Kemudian,  di jenjang pendidikan sekolah menengah pertama, dirinya fokus pada kegiatan menghafal Alquran di samping kesibukan sehari- harinya untuk menempuh pendidikan. Dia pun mengaku tidak banyak mengikuti kegiatan lantaran padatnya aktivitas di sekolah pada waktu itu.

“Pagi sekolah kemudian pulangnya telat dan banyak kegiatan ektrakulikuler,” ceritanya.

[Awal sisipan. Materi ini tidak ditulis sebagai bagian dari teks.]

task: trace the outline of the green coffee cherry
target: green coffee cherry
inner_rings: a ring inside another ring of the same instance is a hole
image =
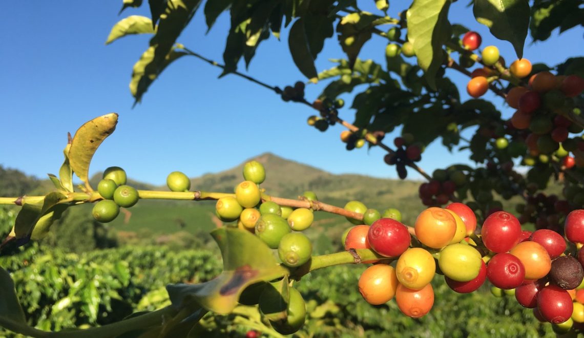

Kendati demikian, dirinya terus meluangkan waktu bersama Al quran dan berupaya untuk meningkatkan hafalannya. Bahkan untuk membagi waktu, dirinya harus mencuri waktu saat jam kosong sekolah untuk menambah dan mengulang hapalannya.

Setelah selesai tingkat SMP, dia kemudian melanjutkan pendidikan di SMA Plus Barokatul Walidain. Di lembaga pendidikan ini kemudian terus meningkatkan kompetensinya, sehingga saat memasuk kelas II SMA ia diperbolehkan mengikuti program percepatan yakni, mengikuti pendidikan di Mahad Darul Quran Wal hadist NWDI pancor.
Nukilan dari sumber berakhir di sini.